Install CUDA 10.1 without APT repository on Linux Mint 19.3

by Ugnius Malūkas

These days many people use NVIDIA graphic cards for increasing speed of computing time, for example, calculating outcomes of Machine Learning algorithms. In order to use a graphic processing of Nvidia GPUs, CUDA has to be installed. This article shows how to install CUDA, cuDNN and TensorRT packages without having a Nvidia APT repository.

Installation

Be sure that you have already installed Nvidia GPU drivers. My recommendation is to install it trough Driver Manager.

1) Download CUDA 10.1:

$ wget https://developer.nvidia.com/compute/cuda/10.1/Prod/local_installers/cuda_10.1.105_418.39_linux.run

2) Run cuda_10.1.105_418.39_linux.run:

$ sudo sh cuda_10.1.105_418.39_linux.run

Screen picture:

CUDA installation

3) After installation you need open /etc/environment:

$ sudo nano /etc/environment

Append PATH in /etc/environment file with a following line:

:/usr/local/cuda-10.1/bin:/usr/local/cuda-10.1/NsightCompute-2019.1

4) Depending on your machine (64-bit or 32-bit) append LD_LIBRARY_PATH (or add if does not exist) in /etc/environment:

64-bit:

:/usr/local/cuda-10.1/lib64

32-bit:

:/usr/local/cuda-10.1/lib

5) After 3rd and 4th step your /etc/environment file should look like this:

/etc/environment file

6) Restart the computer:

$ sudo reboot

Validate CUDA Installation

Go to ~/NVIDIA_CUDA-10.1_Samples/:

$ cd ~/NVIDIA_CUDA-10.1_Samples/

Run:

$ sudo make

Then go to ~/NVIDIA_CUDA-10.1_Samples/0_Simple/asyncAPI and run asyncAPI:

cd ~/NVIDIA_CUDA-10.1_Samples/0_Simple/asyncAPI
./asyncAPI

If there are no errors and just warnings, installation is complete.

Install cuDNN

Go to https://developer.nvidia.com/rdp/cudnn-download.

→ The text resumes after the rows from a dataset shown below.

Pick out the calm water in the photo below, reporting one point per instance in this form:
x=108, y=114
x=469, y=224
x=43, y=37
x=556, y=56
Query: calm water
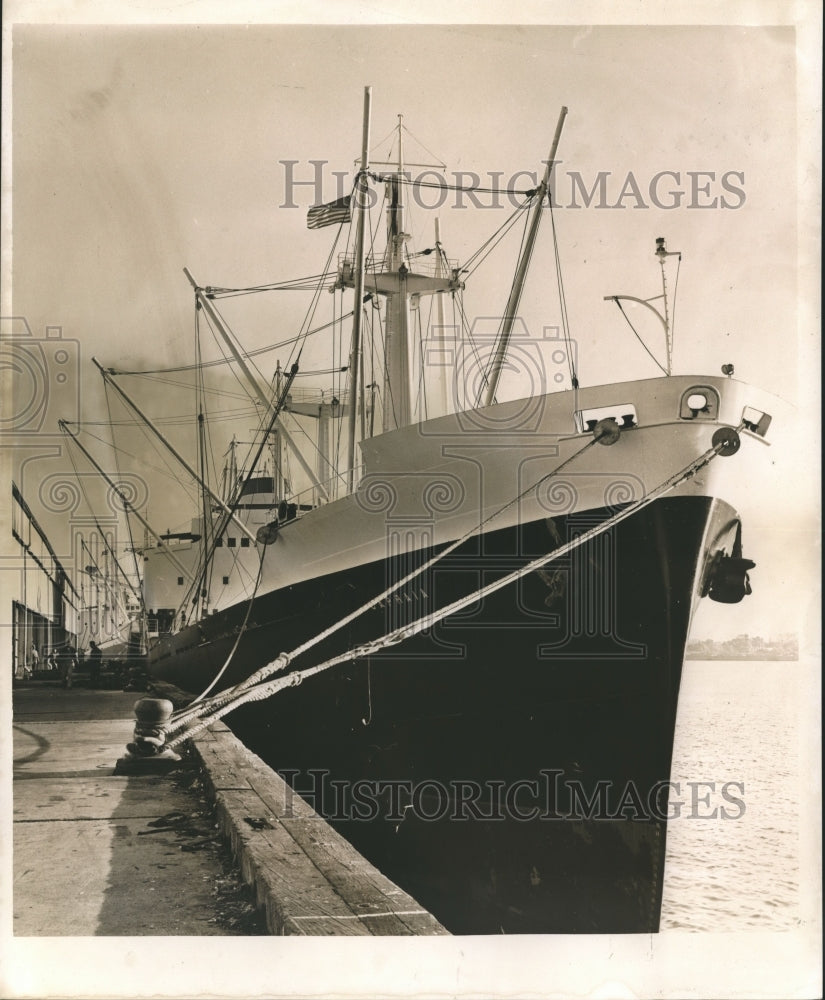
x=738, y=722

Press Download cuDNN v7.6.Y, for CUDA 10.1.

Then press to download these selections: * cuDNN Runtime Library for Ubuntu18.04 (Deb), * cuDNN Developer Library for Ubuntu18.04 (Deb), * cuDNN Code Samples and User Guide for Ubuntu18.04 (Deb).

Install downloaded files:

sudo dpkg -i libcudnn7_7.6.Y.Z-1+cuda10.1_amd64.deb
sudo dpkg -i libcudnn7-dev_7.6.Y.Z-1+cuda10.1_amd64.deb
sudo dpkg -i libcudnn7-doc_7.6.Y.Z-1+cuda10.1_amd64.deb

Verify Installation:

Copy cuDNN samples:

$cp -r /usr/src/cudnn_samples_v7/ ~

Go to mnistCUDNN folder:

$ cd ~/cudnn_samples_v7/mnistCUDNN

Compile and run:

$ make clean && make
./mnistCUDNN

If you see Test passed! at the end of the output then installation is complete.

(Optional) Install Nvidia Libraries Required by TensorFlow

If you are planning to install TensorFlow (2.1.0+), TensorRT is needed to use that library.

1) Download and install libnvinfer6:

$ wget https://developer.download.nvidia.cn/compute/machine-learning/repos/ubuntu1804/x86_64/libnvinfer6_6.0.1-1+cuda10.1_amd64.deb
sudo dpkg -i --ignore-depends=libcublas10,cuda-cudart-10-1 libnvinfer6_6.0.1-1+cuda10.1_amd64.deb

2) Download and install libnvinfer-dev:

$ wget https://developer.download.nvidia.cn/compute/machine-learning/repos/ubuntu1804/x86_64/libnvinfer-dev_6.0.1-1+cuda10.1_amd64.deb
$ sudo dpkg -i --ignore-depends=libcublas-dev,cuda-cudart-dev-10-1 libnvinfer-dev_6.0.1-1+cuda10.1_amd64.deb

3) Download and install libnvinfer-plugin:

$ wget https://developer.download.nvidia.cn/compute/machine-learning/repos/ubuntu1804/x86_64/libnvinfer-plugin6_6.0.1-1+cuda10.1_amd64.deb
$ sudo dpkg -i libnvinfer-plugin6_6.0.1-1+cuda10.1_amd64.deb

Conclusion

If there is a possibility of having an APT repository, I recommend installing CUDA, cuDNN and TensorRT libraries via APT because many of the above mentioned steps would not be needed and would require less effort.